Perang dagang antara Amerika Serikat dan Cina mungkin merupakan satu-satunya peristiwa ekonomi dan perdagangan yang paling mengganggu selama setengah dekade terakhir. Ketika dua ekonomi terbesar di dunia terlibat dalam perang dagang yang berdarah-darah, maka riak-riak dari konfrontasi yang berkepanjangan seperti itu pasti akan terasa di pasar global.
Pasar di Amerika Serikat, Eropa, Cina, dan kawasan Asia Pasifik mengalami pergolakan besar selama beberapa bulan terakhir. Mungkin sepertinya tidak ada akhir dalam pertanda konfrontasi antara negara adikuasa ini, muncul laporan bahwa situasinya masih bisa membaik.

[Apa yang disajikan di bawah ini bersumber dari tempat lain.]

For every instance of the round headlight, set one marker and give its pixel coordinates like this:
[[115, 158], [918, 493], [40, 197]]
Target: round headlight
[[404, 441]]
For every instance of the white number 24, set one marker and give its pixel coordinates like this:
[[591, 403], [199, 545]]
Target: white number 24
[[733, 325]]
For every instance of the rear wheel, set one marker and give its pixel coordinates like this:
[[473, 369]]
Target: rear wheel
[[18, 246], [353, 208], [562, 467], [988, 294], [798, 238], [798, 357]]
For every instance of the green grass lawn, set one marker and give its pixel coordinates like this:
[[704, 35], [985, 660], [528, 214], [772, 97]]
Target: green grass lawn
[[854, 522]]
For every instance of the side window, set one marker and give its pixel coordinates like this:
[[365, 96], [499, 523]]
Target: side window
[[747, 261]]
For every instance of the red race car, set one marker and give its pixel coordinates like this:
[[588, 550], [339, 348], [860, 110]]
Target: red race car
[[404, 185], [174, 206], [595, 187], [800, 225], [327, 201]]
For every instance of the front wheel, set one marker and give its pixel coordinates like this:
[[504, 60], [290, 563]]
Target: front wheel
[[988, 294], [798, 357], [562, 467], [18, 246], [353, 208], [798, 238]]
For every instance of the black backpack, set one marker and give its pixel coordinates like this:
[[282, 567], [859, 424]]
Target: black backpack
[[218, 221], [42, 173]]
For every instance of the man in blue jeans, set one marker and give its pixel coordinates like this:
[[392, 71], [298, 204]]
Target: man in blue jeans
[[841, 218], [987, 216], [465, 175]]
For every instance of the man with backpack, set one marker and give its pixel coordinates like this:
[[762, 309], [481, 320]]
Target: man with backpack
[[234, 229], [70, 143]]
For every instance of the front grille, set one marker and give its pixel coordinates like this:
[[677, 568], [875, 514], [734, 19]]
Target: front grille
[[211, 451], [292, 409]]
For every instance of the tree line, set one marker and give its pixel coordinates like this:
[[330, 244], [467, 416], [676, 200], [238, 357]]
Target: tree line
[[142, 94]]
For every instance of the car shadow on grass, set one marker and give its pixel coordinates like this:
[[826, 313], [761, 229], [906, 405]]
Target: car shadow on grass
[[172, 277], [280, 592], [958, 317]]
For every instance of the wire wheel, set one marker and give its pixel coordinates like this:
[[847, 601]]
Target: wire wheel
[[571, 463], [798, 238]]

Faktanya, laporan-laporan itu juga menyatakan bahwa seorang utusan perdagangan Amerika Serikat bisa segera tiba di Cina, untuk membicarakan rincian kesepakatan perdagangan baru. Karena kemungkinan mencairnya ketegangan, stok di Kawasan Asia Pasifik juga mulai meningkat. Saham dibuka lebih tinggi pada hari Rabu di APAC, dan sebagian besar indeks yang melacak saham di wilayah tersebut berada di zona hijau.

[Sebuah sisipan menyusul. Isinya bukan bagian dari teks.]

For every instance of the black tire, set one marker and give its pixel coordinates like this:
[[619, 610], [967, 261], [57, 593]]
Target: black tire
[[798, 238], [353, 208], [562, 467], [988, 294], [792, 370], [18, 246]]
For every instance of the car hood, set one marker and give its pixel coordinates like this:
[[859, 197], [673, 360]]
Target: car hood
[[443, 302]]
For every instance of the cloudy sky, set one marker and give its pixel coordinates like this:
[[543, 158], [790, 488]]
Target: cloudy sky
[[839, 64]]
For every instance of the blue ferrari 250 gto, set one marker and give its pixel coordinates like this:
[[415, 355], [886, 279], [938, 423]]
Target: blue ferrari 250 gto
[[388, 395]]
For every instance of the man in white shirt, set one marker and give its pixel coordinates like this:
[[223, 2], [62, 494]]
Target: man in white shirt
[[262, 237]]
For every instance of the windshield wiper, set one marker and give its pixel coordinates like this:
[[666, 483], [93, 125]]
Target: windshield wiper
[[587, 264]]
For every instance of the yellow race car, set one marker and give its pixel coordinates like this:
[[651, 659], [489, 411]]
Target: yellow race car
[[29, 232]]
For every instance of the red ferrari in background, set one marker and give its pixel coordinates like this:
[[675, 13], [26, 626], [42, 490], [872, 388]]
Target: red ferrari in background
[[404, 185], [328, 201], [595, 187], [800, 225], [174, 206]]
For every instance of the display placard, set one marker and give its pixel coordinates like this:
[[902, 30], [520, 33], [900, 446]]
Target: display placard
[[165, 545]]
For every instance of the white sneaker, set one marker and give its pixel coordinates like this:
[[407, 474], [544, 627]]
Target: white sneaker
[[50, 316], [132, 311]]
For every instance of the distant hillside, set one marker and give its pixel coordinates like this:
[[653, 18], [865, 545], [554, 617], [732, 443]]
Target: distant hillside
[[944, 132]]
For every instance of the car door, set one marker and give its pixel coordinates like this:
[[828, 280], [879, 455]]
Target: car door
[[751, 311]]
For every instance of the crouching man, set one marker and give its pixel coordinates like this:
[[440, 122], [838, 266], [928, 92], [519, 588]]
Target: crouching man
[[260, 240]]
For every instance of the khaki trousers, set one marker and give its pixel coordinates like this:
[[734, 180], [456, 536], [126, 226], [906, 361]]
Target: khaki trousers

Berita Bloomberg yang menyatakan bahwa pejabat dari Amerika Serikat akan mengadakan pertemuan dengan rekan-rekan mereka di China yang telah mendukung pergerakan pasar secara global. Setelah berita itu pecah kemarin, indeks di Wall Street mencapai rekor tertinggi karena optimisme tumbuh di kalangan investor bahwa perang dagang mungkin akan berakhir setelah berbulan-bulan perdebatan antara kedua negara.
Ada hal penting untuk dicatat bahwa kemungkinan penurunan suku bunga oleh Bank Sentral Eropa minggu ini dan Federal Reserve Amerika Serikat menjelang akhir bulan juga merupakan pemicu utama.
Pertumbuhan global yang teredam telah memaksa banyak bank untuk mempertimbangkan kemungkinan penurunan suku bunga untuk merangsang ekonomi mereka, dan itulah yang diharapkan investor minggu ini. Banyak laporan telah menyatakan bahwa ECB ingin memotong suku bunga sebesar 10 basis poin, sedangkan The Fed mungkin akan memangkas suku bunga sebesar 25 basis poin.